Outreach: Workshops, Handbook, and Field Day
There were two workshops held in fall 2008 to introduce stormwater issues, review the demonstration project case study in detail, and profile six residential LID practices that at the time were listed in the Fairfax County Public Facilities Manual. Participation qualified the attendees for a site visit and technical assistance by staff from the NVSWCD and gave them the opportunity to apply for the matching grants. All participants were given a copy of the Residential LID Handbook and Resource Guide, which built on the workshop content, going into more depth on how to select a practice for a problem, a maintenance guide, rain garden plant list, catalogue of local resources, and a run-down of the six LID practices described in the workshop. These include:
- Rain barrels and cisterns,
- Landscaping and reforestation,
- Dry wells, infiltration trenches, french drains and other filtering practices,
- Rain gardens,
- Pervious pavement,
- Green roofs.
In addition to the workshops, a demonstration project field day was also held in the fall after construction was complete, which would be the first of many tours of the site. The tours were led by the project team and incorporated “how to” opportunities and lessons learned. The site was also used to educate other professionals, host numerous informal tours for neighbors and other community members, and was a site on the Conservation District’s biannual watershed-friendly garden tour in the spring of 2009.

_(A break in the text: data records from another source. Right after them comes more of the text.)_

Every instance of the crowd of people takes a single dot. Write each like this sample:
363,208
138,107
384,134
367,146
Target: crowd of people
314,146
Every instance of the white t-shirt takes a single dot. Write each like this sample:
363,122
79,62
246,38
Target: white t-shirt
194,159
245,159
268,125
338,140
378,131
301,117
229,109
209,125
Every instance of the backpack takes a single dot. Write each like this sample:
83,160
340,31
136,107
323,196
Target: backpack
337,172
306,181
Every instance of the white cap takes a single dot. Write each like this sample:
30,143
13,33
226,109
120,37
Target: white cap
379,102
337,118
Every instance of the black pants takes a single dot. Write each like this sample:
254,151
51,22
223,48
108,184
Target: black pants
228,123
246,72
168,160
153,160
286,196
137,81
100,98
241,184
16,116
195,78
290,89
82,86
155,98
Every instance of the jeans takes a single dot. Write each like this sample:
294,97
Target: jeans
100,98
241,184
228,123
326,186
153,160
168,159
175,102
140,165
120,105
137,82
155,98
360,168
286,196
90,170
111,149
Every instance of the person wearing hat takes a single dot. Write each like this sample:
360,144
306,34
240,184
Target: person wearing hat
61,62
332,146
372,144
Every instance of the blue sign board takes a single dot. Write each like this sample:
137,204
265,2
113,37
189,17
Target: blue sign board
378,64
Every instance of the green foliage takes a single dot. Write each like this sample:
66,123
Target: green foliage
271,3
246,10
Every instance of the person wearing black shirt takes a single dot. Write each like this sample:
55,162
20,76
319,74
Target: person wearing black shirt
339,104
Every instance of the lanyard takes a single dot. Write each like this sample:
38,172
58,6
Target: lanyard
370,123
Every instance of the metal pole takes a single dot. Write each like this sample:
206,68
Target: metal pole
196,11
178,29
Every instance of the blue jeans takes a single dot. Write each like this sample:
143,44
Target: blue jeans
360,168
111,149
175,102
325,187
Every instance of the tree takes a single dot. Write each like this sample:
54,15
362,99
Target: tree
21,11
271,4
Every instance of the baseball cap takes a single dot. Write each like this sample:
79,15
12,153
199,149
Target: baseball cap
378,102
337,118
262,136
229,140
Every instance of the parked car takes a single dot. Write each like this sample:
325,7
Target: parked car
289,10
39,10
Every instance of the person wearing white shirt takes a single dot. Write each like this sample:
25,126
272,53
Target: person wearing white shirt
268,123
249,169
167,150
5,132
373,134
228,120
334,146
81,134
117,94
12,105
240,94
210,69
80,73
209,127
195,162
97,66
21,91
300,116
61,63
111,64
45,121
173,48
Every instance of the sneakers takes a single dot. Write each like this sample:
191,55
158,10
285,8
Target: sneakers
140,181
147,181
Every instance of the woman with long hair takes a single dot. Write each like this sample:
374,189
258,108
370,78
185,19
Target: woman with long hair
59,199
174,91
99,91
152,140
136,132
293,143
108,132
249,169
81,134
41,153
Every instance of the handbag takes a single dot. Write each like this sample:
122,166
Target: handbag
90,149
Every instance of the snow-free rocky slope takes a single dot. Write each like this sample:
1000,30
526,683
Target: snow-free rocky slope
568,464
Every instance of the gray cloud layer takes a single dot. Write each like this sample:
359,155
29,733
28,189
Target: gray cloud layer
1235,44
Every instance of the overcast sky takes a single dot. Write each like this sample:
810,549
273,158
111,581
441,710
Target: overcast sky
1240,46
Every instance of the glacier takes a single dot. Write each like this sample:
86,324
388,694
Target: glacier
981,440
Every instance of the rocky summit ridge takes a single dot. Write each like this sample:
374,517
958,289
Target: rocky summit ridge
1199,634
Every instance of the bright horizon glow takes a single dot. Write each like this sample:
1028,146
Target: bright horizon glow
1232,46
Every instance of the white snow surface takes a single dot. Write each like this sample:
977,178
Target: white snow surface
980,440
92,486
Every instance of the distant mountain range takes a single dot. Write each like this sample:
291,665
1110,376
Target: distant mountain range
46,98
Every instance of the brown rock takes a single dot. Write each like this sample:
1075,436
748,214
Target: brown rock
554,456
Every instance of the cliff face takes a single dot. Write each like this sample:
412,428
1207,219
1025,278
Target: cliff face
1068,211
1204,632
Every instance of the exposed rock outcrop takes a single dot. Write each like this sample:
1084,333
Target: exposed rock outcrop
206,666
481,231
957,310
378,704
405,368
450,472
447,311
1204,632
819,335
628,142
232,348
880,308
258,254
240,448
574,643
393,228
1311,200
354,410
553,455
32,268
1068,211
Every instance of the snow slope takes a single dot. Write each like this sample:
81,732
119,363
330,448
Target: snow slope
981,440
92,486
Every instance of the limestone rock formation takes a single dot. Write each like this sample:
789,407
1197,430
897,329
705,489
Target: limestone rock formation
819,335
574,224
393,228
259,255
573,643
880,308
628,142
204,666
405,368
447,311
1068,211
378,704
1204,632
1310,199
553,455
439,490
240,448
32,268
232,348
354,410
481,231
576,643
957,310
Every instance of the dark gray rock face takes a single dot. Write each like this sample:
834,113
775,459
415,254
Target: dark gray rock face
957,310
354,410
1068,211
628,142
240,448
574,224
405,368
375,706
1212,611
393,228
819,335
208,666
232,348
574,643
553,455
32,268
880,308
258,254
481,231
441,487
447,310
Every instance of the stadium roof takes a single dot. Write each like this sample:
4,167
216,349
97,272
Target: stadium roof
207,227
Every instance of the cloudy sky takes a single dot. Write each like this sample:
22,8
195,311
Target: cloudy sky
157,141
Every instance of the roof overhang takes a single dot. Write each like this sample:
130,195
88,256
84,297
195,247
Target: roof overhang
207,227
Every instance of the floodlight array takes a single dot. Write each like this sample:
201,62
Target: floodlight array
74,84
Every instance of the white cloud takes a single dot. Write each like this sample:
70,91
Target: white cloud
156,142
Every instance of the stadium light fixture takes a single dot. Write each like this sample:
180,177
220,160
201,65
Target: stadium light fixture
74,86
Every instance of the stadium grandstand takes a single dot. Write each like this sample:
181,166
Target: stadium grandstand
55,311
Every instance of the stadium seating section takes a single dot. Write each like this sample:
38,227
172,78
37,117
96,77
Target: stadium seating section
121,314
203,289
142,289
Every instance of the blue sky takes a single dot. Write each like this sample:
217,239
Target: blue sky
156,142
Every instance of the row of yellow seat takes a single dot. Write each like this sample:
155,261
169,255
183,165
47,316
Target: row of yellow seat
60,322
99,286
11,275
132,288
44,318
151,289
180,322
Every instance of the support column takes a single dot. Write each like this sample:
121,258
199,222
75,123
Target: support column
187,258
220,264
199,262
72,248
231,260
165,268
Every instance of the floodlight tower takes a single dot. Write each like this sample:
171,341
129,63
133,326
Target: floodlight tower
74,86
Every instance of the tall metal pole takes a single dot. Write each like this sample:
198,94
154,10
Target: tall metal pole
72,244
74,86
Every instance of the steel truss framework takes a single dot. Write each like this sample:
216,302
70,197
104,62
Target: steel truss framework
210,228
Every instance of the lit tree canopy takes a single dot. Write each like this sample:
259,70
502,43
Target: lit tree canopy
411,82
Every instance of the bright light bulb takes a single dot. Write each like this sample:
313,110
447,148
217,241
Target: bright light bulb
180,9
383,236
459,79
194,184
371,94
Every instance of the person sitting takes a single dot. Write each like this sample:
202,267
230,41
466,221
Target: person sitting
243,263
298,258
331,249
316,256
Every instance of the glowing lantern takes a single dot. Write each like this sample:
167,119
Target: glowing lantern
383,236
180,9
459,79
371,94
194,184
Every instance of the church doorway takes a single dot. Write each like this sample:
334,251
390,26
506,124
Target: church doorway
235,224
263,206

Technical Assistance & Matching Grant Program
Those who attended the workshops were eligible to receive two hours of technical assistance from NVSWCD staff and to apply for matching mini-grants through the funding from the Chesapeake Bay Restoration Fund grant. Several homeowners requested site visits and pursued the sustainable stormwater recommendations that were made. In the case of two neighbors who suffered from shared drainage and erosion problems, the district brought them together, explained the problem and the source, provided options to solve the problem and prepared the design and approximate costs.
Matching grants, accompanied by an additional eight hours of technical assistance, were awarded to help several residents implement their projects. Five grants of up to $500 each were awarded to residents and were accounted for through a reimbursement program. One of the grants went to the local elementary school. Projects included tree and native vegetation planting, compost terraces and coir fiber logs (biologs), infiltration trenches, rain barrels, and riparian buffer restoration and enhancement.
At the end of the year, 60-70 residents had been trained and given further resources, the demonstration project property was no longer a throughway for runoff and a site of erosion and frequent flooding, and there were six total innovative on-the-ground projects as demonstration sites. With these projects, three barriers that had been identified prior to the project had been overcome: knowledge of options, technical expertise, and financial constraints. Additionally, the handbook and workshop presentations were researched and prepared in a way that allows them to be used in other Northern Virginia communities.